Angela gave him a frail smile and he tried to respond. They took her out. He sat where she had been.

The bald man looked at him for a long moment. “You’ll answer questions willingly?”

“Of course.” A doughy young man in the opposite corner took notes with a fountain pen.

“Name and occupation?”

“Howard Riggs. Research assistant at the University, Department of Psychology.”

“How long have you known the deceased?”

“I’ve known Dr. Hilber for three years. I met him through his niece, Angela Manley, when I was in the Graduate School. I believe he’d retired two or three years before I met him. He was head of the Archeology—”

“We know his history. How much have you been told about this?”

“Not very much. Just that he was dead and I was wanted here. I didn’t know he’d been...”

“What is your relationship to his niece?”

“We’re to be married in June when the spring semester ends.”

“Were you in this house today?”

“Yes, sir. I went to church with Angela. I picked her up here and brought her back here. We walked. We had some coffee here and then I went back to the lab. I’m running an experiment using laboratory animals. I have to...”

“What time did you leave this house?”

“I’d say it was eleven-thirty this morning I’ve been in the lab ever since, until those men came and...”

“Were you alone at the lab?”

“Yes, sir.”

“Did you see Dr. Hilber when you were here?”

“No, sir.”

“Did Miss Manley inform you that she was going to stay here? Did she say anything about going out?”

“She wanted me to go for a walk. I couldn’t. I had to get back. We sometimes walk up in the hills back of here.”

“Did you know that Miss Manley is the sole heir?”

“I guess I did. I mean I remember him saying once that she was his only living relative. So I would assume...”

“Did you know he had substantial paid-up insurance policies?”

“No, sir.”

“He opposed this marriage, did he not?”

“No, sir. He was in favor of it. He opposed it at first. He didn’t want to be left alone. But after I agreed to move in here after we’re married... you see, he wasn’t well.”

“You had many arguments with him, did you not?”

Riggs frowned. “Not like you mean. They were intellectual arguments. He thought my specialty is a son of... pseudoscience. He was a stubborn man, sir.”

“You became angry at him.”

Riggs shrugged. “Many times. But not... importantly angry.”

The study door opened and two men came in. The man in uniform who had come in said to the bald man, “Can’t raise a print off that sword, Captain. It wouldn’t have to be wiped.

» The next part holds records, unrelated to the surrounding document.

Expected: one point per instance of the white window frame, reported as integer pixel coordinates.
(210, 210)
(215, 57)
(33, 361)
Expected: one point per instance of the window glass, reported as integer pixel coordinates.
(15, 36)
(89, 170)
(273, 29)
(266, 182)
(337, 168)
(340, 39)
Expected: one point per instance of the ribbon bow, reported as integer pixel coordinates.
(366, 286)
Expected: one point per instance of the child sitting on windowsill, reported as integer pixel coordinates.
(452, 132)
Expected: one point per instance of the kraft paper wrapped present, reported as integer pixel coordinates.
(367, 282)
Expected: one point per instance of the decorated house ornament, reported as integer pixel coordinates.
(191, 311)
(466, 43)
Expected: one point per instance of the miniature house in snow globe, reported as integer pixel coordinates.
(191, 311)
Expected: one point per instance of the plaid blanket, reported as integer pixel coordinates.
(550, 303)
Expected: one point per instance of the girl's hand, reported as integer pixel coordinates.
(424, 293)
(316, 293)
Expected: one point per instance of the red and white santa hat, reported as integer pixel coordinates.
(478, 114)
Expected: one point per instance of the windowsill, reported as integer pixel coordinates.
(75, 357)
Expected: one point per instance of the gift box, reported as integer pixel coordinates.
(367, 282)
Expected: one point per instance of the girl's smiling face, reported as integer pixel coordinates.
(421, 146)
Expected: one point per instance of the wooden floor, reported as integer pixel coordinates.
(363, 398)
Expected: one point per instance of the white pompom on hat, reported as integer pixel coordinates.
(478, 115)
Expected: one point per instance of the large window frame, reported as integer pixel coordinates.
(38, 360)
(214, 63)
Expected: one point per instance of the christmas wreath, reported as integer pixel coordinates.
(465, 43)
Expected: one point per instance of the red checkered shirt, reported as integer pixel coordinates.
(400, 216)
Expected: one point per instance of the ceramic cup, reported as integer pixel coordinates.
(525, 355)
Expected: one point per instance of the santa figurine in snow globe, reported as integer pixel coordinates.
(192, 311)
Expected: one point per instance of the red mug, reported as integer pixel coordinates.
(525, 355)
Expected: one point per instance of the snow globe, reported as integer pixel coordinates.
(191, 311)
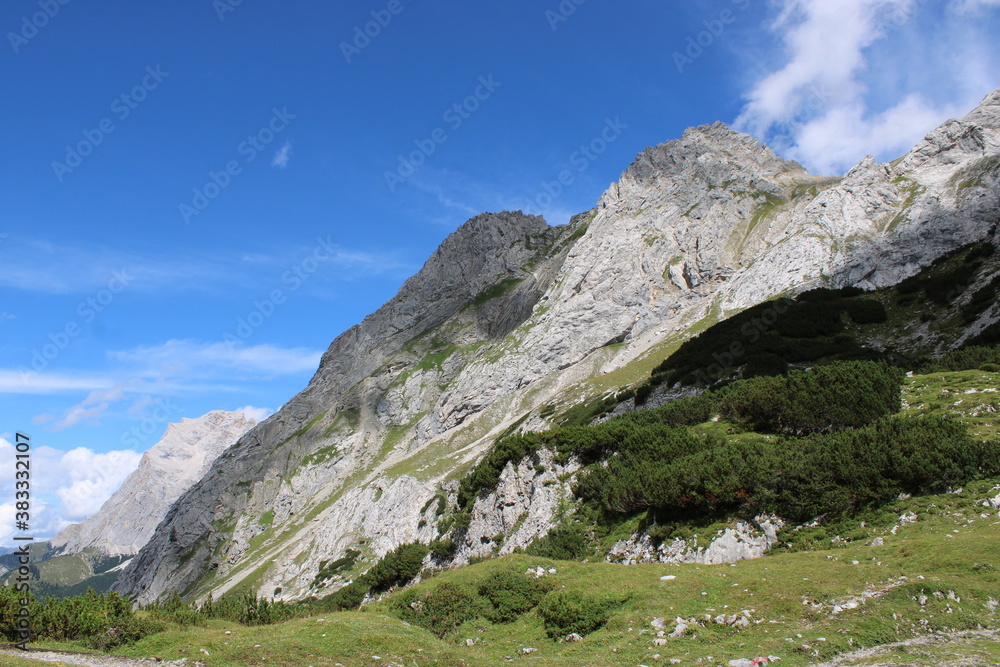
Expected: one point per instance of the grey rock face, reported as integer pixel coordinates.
(128, 519)
(742, 541)
(510, 316)
(524, 507)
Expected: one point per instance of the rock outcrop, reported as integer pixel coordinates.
(511, 319)
(741, 541)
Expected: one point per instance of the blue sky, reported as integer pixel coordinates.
(199, 196)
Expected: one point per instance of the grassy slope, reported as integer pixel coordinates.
(953, 546)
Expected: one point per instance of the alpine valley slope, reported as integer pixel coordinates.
(89, 554)
(510, 319)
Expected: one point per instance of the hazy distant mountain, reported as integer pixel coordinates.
(128, 519)
(511, 321)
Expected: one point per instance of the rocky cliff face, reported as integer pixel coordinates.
(511, 319)
(128, 519)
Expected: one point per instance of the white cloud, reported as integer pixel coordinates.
(256, 414)
(282, 155)
(822, 106)
(93, 478)
(67, 486)
(974, 5)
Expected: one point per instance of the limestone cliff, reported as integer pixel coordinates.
(128, 519)
(511, 319)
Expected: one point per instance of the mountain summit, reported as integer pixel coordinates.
(511, 320)
(128, 519)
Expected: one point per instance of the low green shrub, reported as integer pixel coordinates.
(566, 612)
(511, 594)
(441, 610)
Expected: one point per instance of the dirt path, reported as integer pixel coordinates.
(89, 659)
(955, 639)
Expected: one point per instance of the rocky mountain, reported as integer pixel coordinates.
(128, 519)
(511, 321)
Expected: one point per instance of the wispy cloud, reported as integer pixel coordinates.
(29, 382)
(57, 269)
(282, 155)
(192, 359)
(822, 105)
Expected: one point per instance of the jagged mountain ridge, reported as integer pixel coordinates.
(128, 518)
(510, 315)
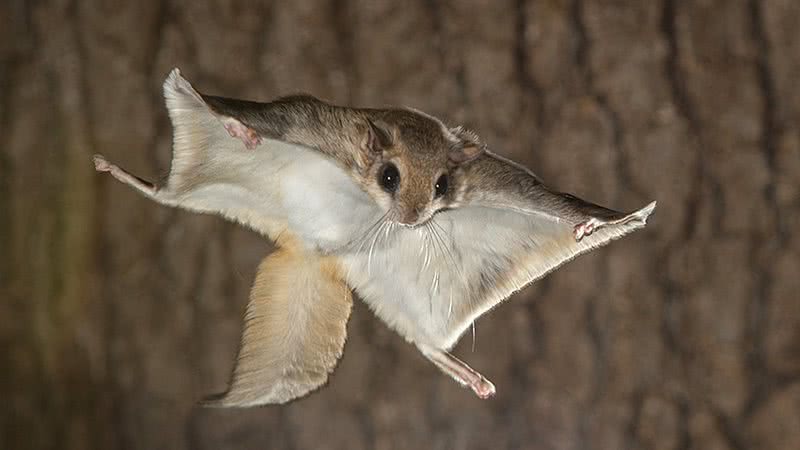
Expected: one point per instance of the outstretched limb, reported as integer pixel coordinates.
(101, 164)
(459, 371)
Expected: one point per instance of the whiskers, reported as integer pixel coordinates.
(375, 236)
(435, 241)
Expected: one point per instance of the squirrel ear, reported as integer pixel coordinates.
(379, 136)
(464, 154)
(468, 149)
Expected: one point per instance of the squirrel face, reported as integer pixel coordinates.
(414, 170)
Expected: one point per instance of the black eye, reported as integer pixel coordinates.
(389, 178)
(441, 186)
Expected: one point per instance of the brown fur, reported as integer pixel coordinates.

It’s just a bad surface.”

The bald captain nodded impatiently. He looked at the second man who had come in. “Doctor?” he said.

“Steve, it’s pretty weird,” the doctor said. He sat down and crossed long legs. “That sword is like a razor. It was sunk right into the wood.”

“If it was shoved through him and he fell on his face, of course it would be stuck in the wood.”

“Not like that, Steve. It’s a two-edged sword. If he fell after it was through him it would be knocked back. Some of the shirt fibers were carried into the wound. No, Steve, the sword went into him after he was stretched out on his face.”

“Knocked out?”

“No sign of it.”

“Check stomach contents and so forth to see if he was doped.”

“That’ll be done. But does it make sense?”

“How do you mean?”

“If you’re going to kill a man, do you dope him, stretch him out on the floor and chunk a knife down through him? Now here’s something else. After we got him out of the way we found another hole in the floor. A fresh hole, about four inches from where the sword dug in. It’s a deeper hole, but it looks to me as if it was made the same way, by the same sword. And there was only one hole in the professor.”

The captain got up quickly and went out. Most of the men followed him. Howard Riggs got up and went out, too. He was not stopped. He saw Angela in the small room across the hall. He walked by the man outside her door and went to her. She stood up quickly as he approached. Her face was pale, her eyes enormous. He took her cold hands in his. “Darling,” she said, “they act so...”

“I know. I know. Don’t let it hurt. Please.”

“But he’s dead, and the way they look at me. As if...” She began to cry and he held the trembling slenderness of her in his arms, murmuring reassurances, trying to conceal from her how inept and confused he felt in the face of the obvious hostility of the police.